UP: I play guitar, piano, drums, hand percussion, clarinet, saxophone, and I sing. My favorite percussion instrument is the Indian gal. It has like a swing to it that not many people put into their music and I just think it’s amazing.
With your passion for instrumentation, when it comes to production, do you prefer real or virtual instruments?
UP: I have no preference because now virtual instruments are becoming so complex. There are new guitar plugins for example that are pressure sensitive and you can do things like make it vibrato too, but nothing beats playing a real instrument. I like the imperfections of when you record. With my song “Worst In Me”, the guitar, I did it in one take and it’s not perfect. When you listen to The Pixies or Nirvana, it’s not perfect. When you listen to Green Day or any rock band, it’s not perfect and to me that gives a human edge to it, and it’s not so robotic. Which is fine, robotic is a sound, but I want, when I listen to a song, to be able to imagine that person recording it. When it’s too perfect I can tell, nobody’s perfect, not even with singing. When things are too tuned, I hate it.
Have you ever thought about making a shift towards playing live instead of DJing?
UP: It’ll happen eventually. I have over 25 songs with just piano, guitar, rough production and my vocals. Now, I’m going to finish around 6 of those in the upcoming months and maybe slowly make the transition into playing live. I think having a full live set would be amazing, but tying it in with a DJ set, I just think it would be fantastic.
Describe your relationship with Monstercat?
UP: I release tracks through Monstercat pretty consistently and there just such a futurist label. So is Lowly Palace. Lowly Palace and Monstercat are two labels that are really pushing the boundaries and they are making major labels think, “Wow, maybe we should be doing that?”. Especially their office in Vancouver, it’s almost like a startup company, it’s not even like a label, it’s more like a family or a culture more than anything.
I know you listen to a variety of music, so we’re going to do a quick speed round.
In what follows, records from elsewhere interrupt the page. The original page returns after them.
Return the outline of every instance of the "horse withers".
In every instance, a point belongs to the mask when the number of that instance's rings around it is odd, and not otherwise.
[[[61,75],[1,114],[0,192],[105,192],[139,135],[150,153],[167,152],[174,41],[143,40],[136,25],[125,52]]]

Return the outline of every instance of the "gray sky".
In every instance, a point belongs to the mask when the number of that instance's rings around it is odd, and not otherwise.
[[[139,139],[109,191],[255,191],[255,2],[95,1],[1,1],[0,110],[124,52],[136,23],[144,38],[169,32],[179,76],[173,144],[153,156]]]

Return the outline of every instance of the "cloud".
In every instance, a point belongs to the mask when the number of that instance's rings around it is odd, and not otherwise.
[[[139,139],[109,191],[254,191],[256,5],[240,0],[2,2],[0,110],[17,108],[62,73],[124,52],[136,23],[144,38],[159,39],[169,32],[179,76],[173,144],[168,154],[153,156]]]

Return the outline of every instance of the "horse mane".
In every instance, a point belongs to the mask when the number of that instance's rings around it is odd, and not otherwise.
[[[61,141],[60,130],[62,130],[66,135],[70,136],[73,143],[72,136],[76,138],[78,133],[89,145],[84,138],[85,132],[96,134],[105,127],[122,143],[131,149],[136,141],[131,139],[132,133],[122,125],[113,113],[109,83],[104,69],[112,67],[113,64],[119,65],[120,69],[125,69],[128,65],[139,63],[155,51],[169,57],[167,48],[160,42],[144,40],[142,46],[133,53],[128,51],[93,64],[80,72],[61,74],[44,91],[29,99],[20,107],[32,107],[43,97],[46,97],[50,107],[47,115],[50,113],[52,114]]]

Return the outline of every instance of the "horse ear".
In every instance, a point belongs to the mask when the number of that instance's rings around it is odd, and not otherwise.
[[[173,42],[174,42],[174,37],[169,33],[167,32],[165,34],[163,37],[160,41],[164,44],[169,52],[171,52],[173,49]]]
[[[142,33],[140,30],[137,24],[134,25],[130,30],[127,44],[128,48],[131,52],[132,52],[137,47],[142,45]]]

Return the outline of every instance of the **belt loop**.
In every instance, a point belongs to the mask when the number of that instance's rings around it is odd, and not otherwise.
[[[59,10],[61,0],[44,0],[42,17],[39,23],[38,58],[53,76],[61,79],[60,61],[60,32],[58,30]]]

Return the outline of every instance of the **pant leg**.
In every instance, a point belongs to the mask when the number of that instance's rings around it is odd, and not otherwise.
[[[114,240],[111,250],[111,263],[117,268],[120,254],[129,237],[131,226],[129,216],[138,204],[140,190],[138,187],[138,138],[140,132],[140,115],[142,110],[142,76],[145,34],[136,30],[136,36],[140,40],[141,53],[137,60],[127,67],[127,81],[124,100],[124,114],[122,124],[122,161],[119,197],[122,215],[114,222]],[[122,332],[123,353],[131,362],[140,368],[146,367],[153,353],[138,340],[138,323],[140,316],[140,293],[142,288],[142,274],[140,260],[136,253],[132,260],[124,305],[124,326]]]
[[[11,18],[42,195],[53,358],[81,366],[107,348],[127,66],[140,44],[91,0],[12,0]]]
I’m going to say a genre and I want you to say your favorite artist.
UP: Rascall Flatts, Keith Urban, and old Taylor Swift. That shit was good, 2009, I loved it. That bleacher song is amazing, her lyrics are connectable. It’s good and I’m not ashamed.
UP: Green Day is the first band I’d think of, but there are so many punk bands that I love.
UP: My favorite band for metal would be Underoath. I would go classic on you and say Metallica, but I’ll go modern and say Underoath, they changed my life.
UP: I like a lot of folk music but Frightened Rabbit is really good.
UP: Poor Righteous Teachers is the first thing I think of. CeeLo Green. I also love some of the bigger names today like Future, Kendrick Lamar, and Big Sean.
Tupac or Biggie?
UP: That’s actually a tough question because they are both amazing. They are both legends in the game and they are both rivals too, east and west coast, but I’d have to say Biggie because I’m from the east coast and I just grew up more on his music. I know his shit that nobody knows about, like “Flava In Ya Ear”, and I just know everything he’s done and he’s amazing.
What’s the story behind your TicketFly bio?
UP: There’s actually a Reddit thread about it. Back in high school, we used to play a game called the random game. It’s actually really hard. You say something and then somebody else has to say something completely random and unrelated. I love random shit, emphasis on dumb. RANDUMB. And that is one of those things where I would just want to write something really stupid and post it. It has no meaning to it at all. But I’m pretty sure he had sex with Oprah while watching Phantom of the Operah. Obi-Wan Kenobi -> Phantom Menace. Oprah -> Operah. Get it? That final sentence is just low-key amazing.
What can we expect from you in the rest of 2017?
UP: More songs with my vocals. I have so many that are unfinished but are done as far as writing goes. Expect more of my vocals. That’s what I want to transition to as an artist. Somebody who makes their own beats and sings over them.